Wednesday, February 14, 2024

Why the Inflation Debate?

 The Mortgage Corner

This month’s Consumer Price index looked hotter at first glance, but it wasn’t. It was slightly cooler, so there was no real reason for the DOW’s 500 pt. plunge.

That’s where the debate is raging these days. Looks matter more than substance in the financial markets. The CPI inflation data had actually improved. So why the market pessimism?

“The all items index rose 3.1 percent for the 12 months ending January (red bar in graph), a smaller increase than the 3.4-percent increase for the 12 months ending December, said the Bureau of Labor Services. The all items less food and energy index rose 3.9 percent over the last 12 months (green bar), the same increase as for the 12 months ending December. The energy index decreased 4.6 percent for the 12 months ending January (black bar), while the food index increased 2.6 percent over the last year (blue bar). “(bold emphasis mine)

BLS.gov

 

This indicates inflation that continues to trend down, rather than “stubborn” inflation. And that is puzzling many economists, because the CPI focuses on rents, some 40 percent of it, thus making an outsize influence on the inflation index, when there are other more balanced inflation indicators that we will talk about later.

This particularly irks Realtors and the National Association of Realtors since high interest rates are the main cause of the housing shortage, with housing barely out of its own recession.

“One big source of stubbornness to further calmness is that housing shelter inflation is rising at 6% (per the CPI). That’s a bit of a mystery since apartment rents are no longer rising and single-family rent growth is at low single-digits,” said Lawrence Yun, chief economist at the National Association of Realtors, in a statement.

The US economy has landed with the huge Q4 GDP growth spurt of 3.3 percent and 335,000 nonfarm payroll jobs created, and inflation that’s approaching the Fed’s 2% target rate.

And the Atlanta Fed GDPNow Q1 2024 growth prediction is now 3.5 percent, so growth continues this year.

What may irk Fed officials who are particularly recalcitrant to call victory over inflation is that wages continue to rise higher, even as inflation is falling. A majority of Fed officials seem to subscribe to former Fed Chair Paul Volcker’s edict that strong wage growth and a 2% inflation target can’t coexist. But that has been happening for the past two years.

Another misconception is what happens when inflation is ‘held’ at 2 percent. The post-Great Recession era of 2009-2020 was called the era of ‘great moderation’ because the inflation rate averaged 2 percent over that time. But what was the cost?

The unemployment rate had skyrocketed to 10 percent at the end of the Great Recession, and didn’t go below 4 percent until August 2018, averaging between 5-6 percent during that decade.

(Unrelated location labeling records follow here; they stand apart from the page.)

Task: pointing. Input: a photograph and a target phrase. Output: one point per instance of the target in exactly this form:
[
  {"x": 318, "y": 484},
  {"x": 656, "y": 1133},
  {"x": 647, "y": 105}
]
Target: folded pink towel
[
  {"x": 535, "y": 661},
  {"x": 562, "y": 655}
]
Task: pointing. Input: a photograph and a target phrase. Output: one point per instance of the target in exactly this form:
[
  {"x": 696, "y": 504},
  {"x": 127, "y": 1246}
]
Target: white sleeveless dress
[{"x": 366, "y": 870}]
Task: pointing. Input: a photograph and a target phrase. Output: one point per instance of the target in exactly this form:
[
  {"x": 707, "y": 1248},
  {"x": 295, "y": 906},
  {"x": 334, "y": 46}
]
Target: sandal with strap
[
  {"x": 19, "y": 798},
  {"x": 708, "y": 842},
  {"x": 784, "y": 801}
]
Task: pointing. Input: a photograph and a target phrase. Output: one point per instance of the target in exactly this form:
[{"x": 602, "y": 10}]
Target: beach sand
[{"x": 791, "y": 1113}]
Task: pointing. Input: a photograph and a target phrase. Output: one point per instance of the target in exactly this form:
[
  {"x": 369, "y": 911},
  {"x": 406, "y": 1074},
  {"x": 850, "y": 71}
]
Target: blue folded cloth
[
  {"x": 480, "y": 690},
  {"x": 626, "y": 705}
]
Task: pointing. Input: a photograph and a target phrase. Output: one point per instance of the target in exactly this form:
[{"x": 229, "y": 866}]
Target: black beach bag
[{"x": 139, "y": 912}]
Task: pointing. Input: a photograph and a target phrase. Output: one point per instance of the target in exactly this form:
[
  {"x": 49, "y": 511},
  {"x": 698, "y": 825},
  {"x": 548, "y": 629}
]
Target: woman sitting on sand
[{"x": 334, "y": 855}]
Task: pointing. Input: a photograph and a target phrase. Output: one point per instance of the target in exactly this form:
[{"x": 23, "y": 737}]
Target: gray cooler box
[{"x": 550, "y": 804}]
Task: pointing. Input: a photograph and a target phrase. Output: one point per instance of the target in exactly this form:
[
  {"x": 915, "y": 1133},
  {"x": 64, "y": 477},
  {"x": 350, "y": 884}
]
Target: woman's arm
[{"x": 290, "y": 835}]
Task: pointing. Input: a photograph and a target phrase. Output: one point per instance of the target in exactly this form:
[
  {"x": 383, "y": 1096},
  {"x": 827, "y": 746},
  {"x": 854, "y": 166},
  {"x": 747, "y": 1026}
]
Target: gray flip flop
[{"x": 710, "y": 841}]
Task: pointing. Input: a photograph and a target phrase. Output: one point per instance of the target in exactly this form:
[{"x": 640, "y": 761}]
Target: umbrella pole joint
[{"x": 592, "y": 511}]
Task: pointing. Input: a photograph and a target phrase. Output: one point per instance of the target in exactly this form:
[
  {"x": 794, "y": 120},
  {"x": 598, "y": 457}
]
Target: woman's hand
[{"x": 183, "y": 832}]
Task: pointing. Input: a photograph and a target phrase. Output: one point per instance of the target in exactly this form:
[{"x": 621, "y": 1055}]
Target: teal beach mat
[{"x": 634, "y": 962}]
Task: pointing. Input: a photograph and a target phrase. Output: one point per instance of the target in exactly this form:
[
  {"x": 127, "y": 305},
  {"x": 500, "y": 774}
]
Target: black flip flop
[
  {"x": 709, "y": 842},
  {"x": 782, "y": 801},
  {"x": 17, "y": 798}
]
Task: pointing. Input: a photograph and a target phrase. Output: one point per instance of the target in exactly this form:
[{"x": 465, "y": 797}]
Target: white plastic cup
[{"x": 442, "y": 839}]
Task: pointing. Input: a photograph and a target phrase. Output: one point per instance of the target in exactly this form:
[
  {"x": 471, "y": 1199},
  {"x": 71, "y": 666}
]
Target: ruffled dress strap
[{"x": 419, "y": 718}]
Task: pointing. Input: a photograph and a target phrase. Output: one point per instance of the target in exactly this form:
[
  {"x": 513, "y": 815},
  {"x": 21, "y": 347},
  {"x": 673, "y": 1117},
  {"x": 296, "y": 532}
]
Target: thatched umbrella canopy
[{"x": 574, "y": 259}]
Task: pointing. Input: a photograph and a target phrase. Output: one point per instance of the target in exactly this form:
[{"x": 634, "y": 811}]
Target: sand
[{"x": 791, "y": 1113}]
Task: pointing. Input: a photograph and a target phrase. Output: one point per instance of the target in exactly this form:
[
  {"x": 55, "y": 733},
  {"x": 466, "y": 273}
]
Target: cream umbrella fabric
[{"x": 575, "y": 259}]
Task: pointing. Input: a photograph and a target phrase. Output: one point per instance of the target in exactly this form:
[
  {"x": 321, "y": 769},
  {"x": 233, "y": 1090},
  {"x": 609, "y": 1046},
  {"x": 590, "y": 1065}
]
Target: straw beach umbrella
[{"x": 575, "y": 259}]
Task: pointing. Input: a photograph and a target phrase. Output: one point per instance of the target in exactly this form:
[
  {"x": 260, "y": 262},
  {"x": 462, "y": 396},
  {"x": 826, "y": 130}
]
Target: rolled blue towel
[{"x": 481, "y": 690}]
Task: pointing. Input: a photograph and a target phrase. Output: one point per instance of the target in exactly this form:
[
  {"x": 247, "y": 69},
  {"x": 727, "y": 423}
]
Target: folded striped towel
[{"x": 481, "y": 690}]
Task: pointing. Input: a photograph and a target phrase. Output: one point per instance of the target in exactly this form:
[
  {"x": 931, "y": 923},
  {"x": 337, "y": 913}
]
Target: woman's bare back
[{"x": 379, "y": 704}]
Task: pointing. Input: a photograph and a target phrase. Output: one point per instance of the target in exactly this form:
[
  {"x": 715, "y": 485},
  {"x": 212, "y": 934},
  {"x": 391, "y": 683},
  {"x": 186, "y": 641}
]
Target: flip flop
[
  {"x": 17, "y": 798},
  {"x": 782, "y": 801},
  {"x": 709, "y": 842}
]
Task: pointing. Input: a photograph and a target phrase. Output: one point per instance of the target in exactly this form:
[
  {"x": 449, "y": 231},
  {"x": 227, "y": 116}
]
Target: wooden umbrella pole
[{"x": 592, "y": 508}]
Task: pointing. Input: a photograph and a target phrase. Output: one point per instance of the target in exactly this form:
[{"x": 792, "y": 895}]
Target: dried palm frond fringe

Job growth and wage growth were muted because the Obama administration emphasized policies that paid down the debt rather than higher growth when Republicans engineered a total government shutdown . The result was Hilary Clinton and the Democrats losing in 2016, as they were hammered on the weak growth and employment numbers.

Another economist, Duke Finance Professor Campbell Harvey, gave a more dire prediction if the Fed didn’t move faster to cut interest rates.

“All the hikes in 2023 were justified by inflation being outside the comfort zone. … It’s the same mistake and we know that higher rates are not good for economic growth,” Harvey said in a MarketWatch interview.

“It increases the cost of capital, it means less investment, it means higher borrowing costs. All of this is anti-growth,” he added. “So we need to snap out of it.”

Two other inflation indexes, for Personal Consumption Expenditures (PCE), and Producer Prices (PPI) are already in the 2 percent target range or below.

It means the Fed would rather look tough and endanger a recession than recognize that decent growth and a fully employed economy paying good wages can coexist without causing a recession.